As a consumer it is important for you to budget your loan amount, decide your requirements and allocate funds to meet these requirements before you take a personal loan. There are certain factors at play when you customize a personal loan to suit your needs. These loans do not need you to assign security or collateral against the amount and it can be utilized for myriad purposes deemed fit by you. The loan amount you can get approved depends on your eligibility which is based on your annual income. A personal loan can be repaid by means of monthly EMIs and the tenure of these loans typically last between one to five years. You must also know that rates of interest charged on personal loans are higher since they are not secured using any collateral or guarantor asset.
Easier to apply for it
Personal loans are also relatively easier to apply for as there is lesser paperwork involved unlike in case of secured loans. This is because the lending institution does not have to verify your assets. Once the income criterion is met with, it will take about three to four days to have the amount credited to your bank account.

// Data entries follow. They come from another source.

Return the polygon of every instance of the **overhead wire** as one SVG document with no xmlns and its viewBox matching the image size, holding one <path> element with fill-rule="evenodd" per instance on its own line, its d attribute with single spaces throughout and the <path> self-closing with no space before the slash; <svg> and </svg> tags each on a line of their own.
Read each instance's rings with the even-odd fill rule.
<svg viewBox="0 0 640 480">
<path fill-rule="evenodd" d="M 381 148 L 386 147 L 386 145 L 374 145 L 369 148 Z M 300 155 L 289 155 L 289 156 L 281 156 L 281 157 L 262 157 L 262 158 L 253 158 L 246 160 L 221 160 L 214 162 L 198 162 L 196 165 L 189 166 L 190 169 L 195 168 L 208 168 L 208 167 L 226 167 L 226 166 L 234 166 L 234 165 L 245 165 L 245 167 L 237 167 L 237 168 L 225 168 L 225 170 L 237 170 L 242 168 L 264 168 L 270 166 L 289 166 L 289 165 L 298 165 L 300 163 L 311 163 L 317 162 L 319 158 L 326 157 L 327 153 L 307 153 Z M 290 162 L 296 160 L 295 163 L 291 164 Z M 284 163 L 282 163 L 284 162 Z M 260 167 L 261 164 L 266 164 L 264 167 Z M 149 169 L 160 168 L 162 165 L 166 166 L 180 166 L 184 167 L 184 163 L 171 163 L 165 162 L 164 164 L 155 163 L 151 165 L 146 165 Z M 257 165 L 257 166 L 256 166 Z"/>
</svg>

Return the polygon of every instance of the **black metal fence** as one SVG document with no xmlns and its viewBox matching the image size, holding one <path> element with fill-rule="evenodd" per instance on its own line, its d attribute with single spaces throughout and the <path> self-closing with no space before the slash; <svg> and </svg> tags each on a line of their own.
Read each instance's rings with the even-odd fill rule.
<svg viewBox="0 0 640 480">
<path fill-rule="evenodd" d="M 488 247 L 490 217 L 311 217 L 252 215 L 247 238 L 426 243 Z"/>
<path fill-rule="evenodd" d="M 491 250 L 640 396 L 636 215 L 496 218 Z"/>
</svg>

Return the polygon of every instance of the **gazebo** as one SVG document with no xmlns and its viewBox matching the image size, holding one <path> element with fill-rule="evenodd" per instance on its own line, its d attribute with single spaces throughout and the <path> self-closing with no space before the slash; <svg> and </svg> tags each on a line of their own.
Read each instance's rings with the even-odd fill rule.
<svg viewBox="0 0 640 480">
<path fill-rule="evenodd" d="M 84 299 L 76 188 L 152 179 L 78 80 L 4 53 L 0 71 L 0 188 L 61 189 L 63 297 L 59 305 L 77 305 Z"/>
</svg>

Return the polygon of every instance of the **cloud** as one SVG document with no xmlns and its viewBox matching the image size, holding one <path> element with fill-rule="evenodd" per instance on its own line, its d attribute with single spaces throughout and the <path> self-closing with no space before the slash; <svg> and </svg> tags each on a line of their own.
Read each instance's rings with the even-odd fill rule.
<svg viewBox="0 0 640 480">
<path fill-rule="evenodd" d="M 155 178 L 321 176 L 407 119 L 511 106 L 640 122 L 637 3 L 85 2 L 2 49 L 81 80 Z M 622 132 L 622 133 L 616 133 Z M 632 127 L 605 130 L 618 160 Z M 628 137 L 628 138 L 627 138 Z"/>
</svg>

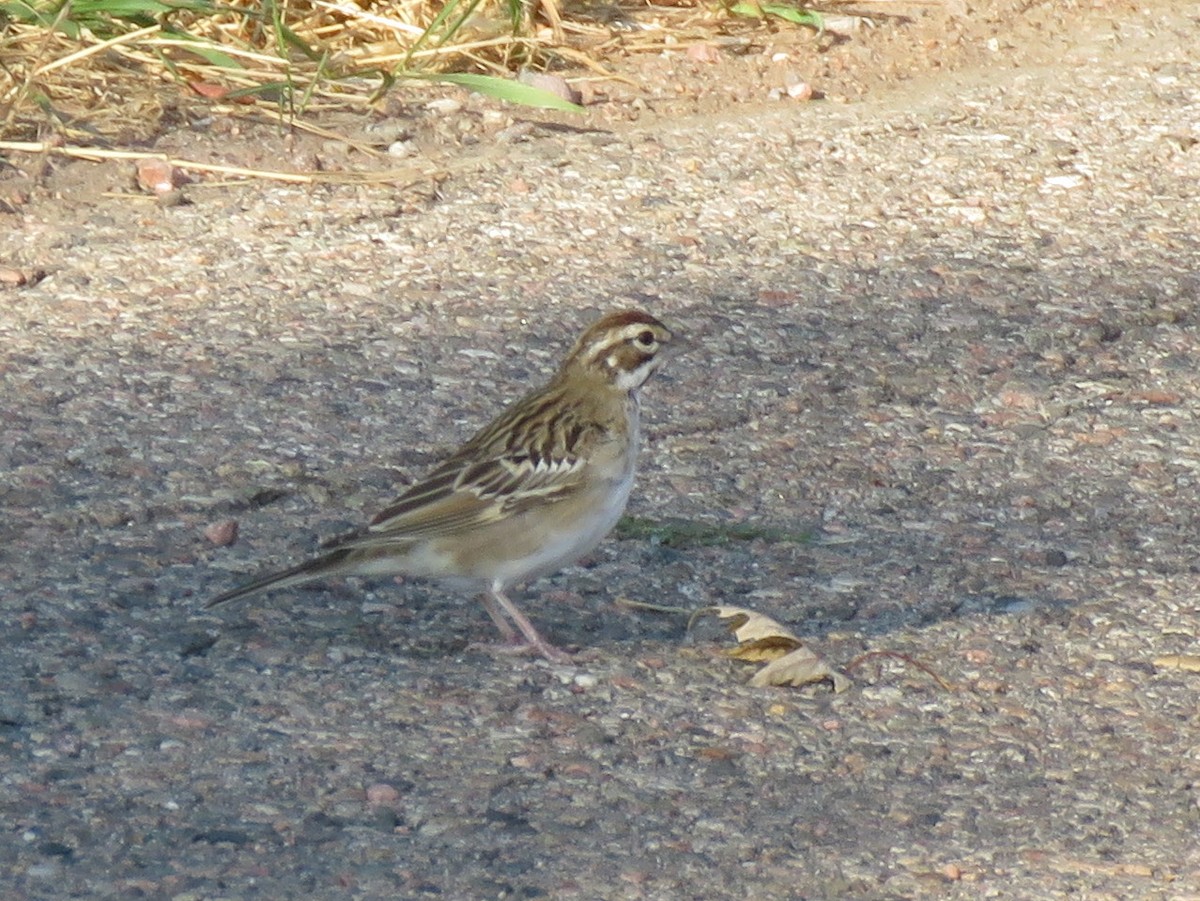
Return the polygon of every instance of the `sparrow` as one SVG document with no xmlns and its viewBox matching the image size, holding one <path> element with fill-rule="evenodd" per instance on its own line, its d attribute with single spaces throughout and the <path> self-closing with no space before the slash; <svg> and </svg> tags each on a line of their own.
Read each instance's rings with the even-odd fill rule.
<svg viewBox="0 0 1200 901">
<path fill-rule="evenodd" d="M 579 336 L 544 387 L 511 404 L 364 529 L 205 606 L 332 576 L 416 576 L 482 588 L 508 650 L 569 660 L 508 593 L 587 554 L 616 525 L 641 444 L 638 393 L 673 340 L 648 313 L 608 314 Z"/>
</svg>

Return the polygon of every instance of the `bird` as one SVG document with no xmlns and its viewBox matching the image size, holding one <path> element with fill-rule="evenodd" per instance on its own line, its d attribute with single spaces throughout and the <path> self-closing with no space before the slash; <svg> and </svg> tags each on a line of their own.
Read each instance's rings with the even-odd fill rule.
<svg viewBox="0 0 1200 901">
<path fill-rule="evenodd" d="M 642 310 L 603 316 L 549 382 L 509 405 L 365 528 L 205 607 L 329 577 L 416 576 L 482 589 L 503 649 L 570 660 L 508 594 L 578 560 L 616 525 L 641 444 L 640 389 L 678 346 Z"/>
</svg>

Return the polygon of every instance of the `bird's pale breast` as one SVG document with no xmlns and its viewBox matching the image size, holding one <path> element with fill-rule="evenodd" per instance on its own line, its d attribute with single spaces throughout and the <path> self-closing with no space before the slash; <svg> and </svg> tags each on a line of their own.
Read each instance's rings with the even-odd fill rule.
<svg viewBox="0 0 1200 901">
<path fill-rule="evenodd" d="M 531 507 L 485 526 L 464 542 L 434 550 L 453 555 L 460 573 L 504 585 L 525 582 L 566 566 L 612 531 L 633 489 L 640 443 L 636 401 L 626 411 L 627 432 L 598 446 L 588 462 L 587 488 L 553 504 Z"/>
</svg>

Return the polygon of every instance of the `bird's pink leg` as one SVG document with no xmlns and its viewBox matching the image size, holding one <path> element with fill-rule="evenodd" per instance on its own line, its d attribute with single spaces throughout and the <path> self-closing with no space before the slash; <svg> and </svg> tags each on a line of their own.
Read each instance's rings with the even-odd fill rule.
<svg viewBox="0 0 1200 901">
<path fill-rule="evenodd" d="M 504 611 L 500 608 L 500 605 L 492 600 L 490 594 L 480 595 L 479 600 L 483 601 L 483 609 L 488 612 L 488 616 L 492 618 L 492 622 L 496 624 L 496 628 L 500 630 L 500 634 L 504 636 L 504 640 L 509 643 L 515 643 L 517 640 L 517 630 L 504 618 Z"/>
<path fill-rule="evenodd" d="M 522 613 L 517 605 L 505 597 L 504 592 L 499 585 L 493 585 L 492 590 L 483 596 L 483 606 L 491 616 L 492 621 L 500 629 L 500 633 L 504 636 L 505 641 L 512 642 L 516 638 L 516 633 L 513 627 L 504 619 L 504 615 L 508 616 L 509 620 L 516 623 L 521 634 L 525 637 L 524 644 L 510 644 L 508 646 L 498 648 L 502 653 L 510 654 L 540 654 L 551 663 L 568 663 L 571 660 L 571 655 L 561 648 L 556 648 L 546 639 L 538 634 L 538 630 L 534 628 L 533 623 L 529 621 L 524 613 Z"/>
</svg>

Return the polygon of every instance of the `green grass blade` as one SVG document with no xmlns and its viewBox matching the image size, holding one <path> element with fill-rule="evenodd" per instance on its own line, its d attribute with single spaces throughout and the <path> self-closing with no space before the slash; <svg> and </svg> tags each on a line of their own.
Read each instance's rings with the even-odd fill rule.
<svg viewBox="0 0 1200 901">
<path fill-rule="evenodd" d="M 762 11 L 769 16 L 776 16 L 786 22 L 791 22 L 793 25 L 804 25 L 808 28 L 815 28 L 817 31 L 825 30 L 825 19 L 820 13 L 810 9 L 796 9 L 794 6 L 785 6 L 779 3 L 764 3 Z"/>
<path fill-rule="evenodd" d="M 113 19 L 145 19 L 174 12 L 175 7 L 160 0 L 74 0 L 71 15 L 75 18 L 108 16 Z"/>
<path fill-rule="evenodd" d="M 649 540 L 664 547 L 724 547 L 735 541 L 778 544 L 816 544 L 812 532 L 779 529 L 755 523 L 705 523 L 686 519 L 644 519 L 622 516 L 613 535 L 619 540 Z"/>
<path fill-rule="evenodd" d="M 284 43 L 286 43 L 289 47 L 294 47 L 295 49 L 299 50 L 313 62 L 324 59 L 324 56 L 321 53 L 313 49 L 313 47 L 310 46 L 304 40 L 304 38 L 300 37 L 300 35 L 288 28 L 282 20 L 275 23 L 275 28 L 278 30 L 279 36 L 283 38 Z"/>
<path fill-rule="evenodd" d="M 497 100 L 507 100 L 509 103 L 519 103 L 521 106 L 535 106 L 541 109 L 556 109 L 567 113 L 582 113 L 583 107 L 577 103 L 564 100 L 552 91 L 535 88 L 519 81 L 508 78 L 496 78 L 494 75 L 475 75 L 470 72 L 439 72 L 422 74 L 417 72 L 402 73 L 406 78 L 420 78 L 425 81 L 440 81 L 447 84 L 457 84 L 472 91 L 495 97 Z"/>
<path fill-rule="evenodd" d="M 207 38 L 196 37 L 193 34 L 188 34 L 186 31 L 179 31 L 174 28 L 164 28 L 164 34 L 169 34 L 177 41 L 187 41 L 189 46 L 188 53 L 194 53 L 210 65 L 217 66 L 221 69 L 244 69 L 242 63 L 238 62 L 234 57 L 223 52 L 219 44 L 214 44 Z M 166 60 L 164 59 L 164 62 Z M 173 68 L 173 67 L 172 67 Z"/>
<path fill-rule="evenodd" d="M 50 31 L 61 31 L 71 40 L 78 40 L 80 25 L 70 18 L 71 9 L 65 3 L 32 3 L 13 0 L 0 3 L 0 15 L 23 25 L 36 25 Z"/>
<path fill-rule="evenodd" d="M 412 46 L 408 48 L 408 54 L 404 57 L 404 62 L 400 64 L 400 69 L 407 70 L 412 62 L 413 54 L 426 44 L 433 43 L 433 46 L 441 47 L 447 41 L 451 40 L 471 16 L 475 15 L 475 10 L 482 3 L 483 0 L 467 0 L 464 6 L 463 0 L 449 0 L 445 6 L 438 10 L 438 14 L 433 17 L 433 21 L 429 23 L 429 27 L 421 32 L 421 36 L 413 41 Z M 460 10 L 459 7 L 463 8 Z M 446 25 L 455 16 L 457 18 L 451 24 Z"/>
<path fill-rule="evenodd" d="M 49 28 L 54 24 L 54 17 L 47 15 L 32 3 L 24 0 L 5 0 L 0 3 L 0 16 L 22 25 L 39 25 Z"/>
<path fill-rule="evenodd" d="M 742 2 L 730 6 L 729 11 L 735 16 L 745 16 L 747 19 L 764 19 L 767 16 L 774 16 L 785 22 L 791 22 L 793 25 L 815 28 L 822 33 L 825 31 L 825 19 L 819 12 L 811 9 L 797 9 L 786 3 L 756 3 L 754 0 L 742 0 Z"/>
<path fill-rule="evenodd" d="M 238 88 L 236 91 L 230 91 L 221 99 L 232 102 L 239 97 L 257 97 L 259 100 L 283 105 L 291 95 L 293 87 L 289 81 L 266 81 L 248 88 Z"/>
<path fill-rule="evenodd" d="M 392 75 L 390 72 L 384 72 L 379 69 L 375 69 L 370 73 L 363 72 L 361 74 L 378 75 L 380 78 L 379 87 L 371 92 L 371 96 L 367 100 L 368 103 L 378 103 L 383 98 L 383 95 L 390 91 L 393 85 L 396 84 L 396 76 Z"/>
</svg>

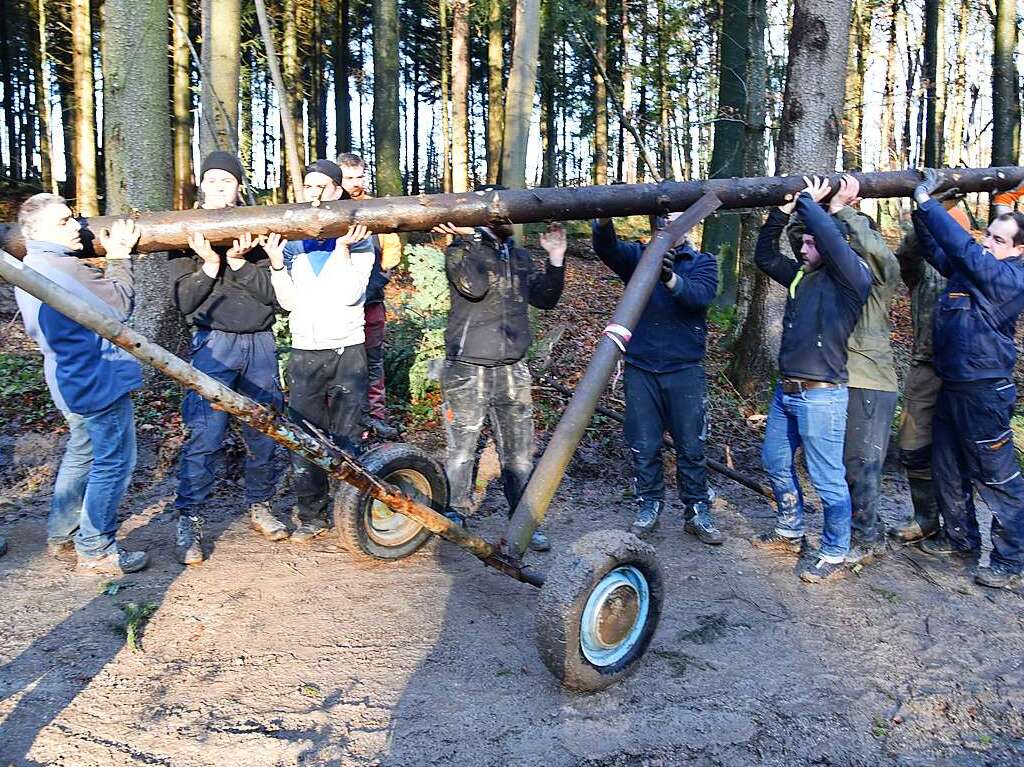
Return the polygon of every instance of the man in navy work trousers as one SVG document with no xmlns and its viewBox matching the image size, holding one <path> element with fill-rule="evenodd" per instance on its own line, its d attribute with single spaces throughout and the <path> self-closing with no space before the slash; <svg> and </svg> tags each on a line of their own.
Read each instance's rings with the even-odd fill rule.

Step by step method to applying for a personal loan
- It is of foremost importance to conduct research about the lending institutions that are offering the best rates as well as services. This can be done in the least time consuming manner by going on price comparison websites and checking the listings.
- Get in touch with the lender of your choice and try to negotiate so that you are offered the best personal loan
- Upon finalizing your lender, the direct selling agent may visit and collect your documents such as income proof, residence proof and identity proof. Sometimes you may also have to produce copies of Income Tax return, ration card, passport, salary slip, driving license and so on. The document list will vary in case of different lending institutions.
- In case of the offline process the above mentioned process will be followed by a field investigator visiting your home to cross check the data and facts provided in your documents. The cross checking will include visiting your home, finding out your workplace tenure, etc. It is integral to be home when this process is carried out, failing which your loan may get rejected.
- If the lending institution in consultation with its agents, is satisfied with the authenticity of your documents, your loan will be approved.
- The amount will then be disbursed through demand drafts and cheques.
Personal loans versus credit cards
In some cases consumers also go for credit card payments instead of applying for a personal loan. This could become quite an expensive offer if the amount withdrawn is not repaid quickly. Credit cards have high interest rates on cash withdrawals that range between 20%-40% annually. This is based on the type of credit card you are using. Charges are also levied on ATM withdrawals in case of credit cards. The sole benefit of a credit card over a personal loan is that you get an interest free period to repay your debt. This period, however, is very short but the additional costs of high interest rate and chargeable ATM withdrawals more than make up for these benefits.
Why personal loan is better
Personal loans have an interest rate ranging between 12%-22% as opposed to credit card’s 20%-40%. Unless you need cash within minutes of your transaction it is best to go for personal loans. You can repay at ease with the EMI scheme you have put in place and avoid the burden of fast repayment. Fast repayment burden comes with credit cards so as to avoid its exorbitant prohibitive rates of interest. Therefore, if you have three to four days’ time in hand within which to arrange for money a personal loan is the best option.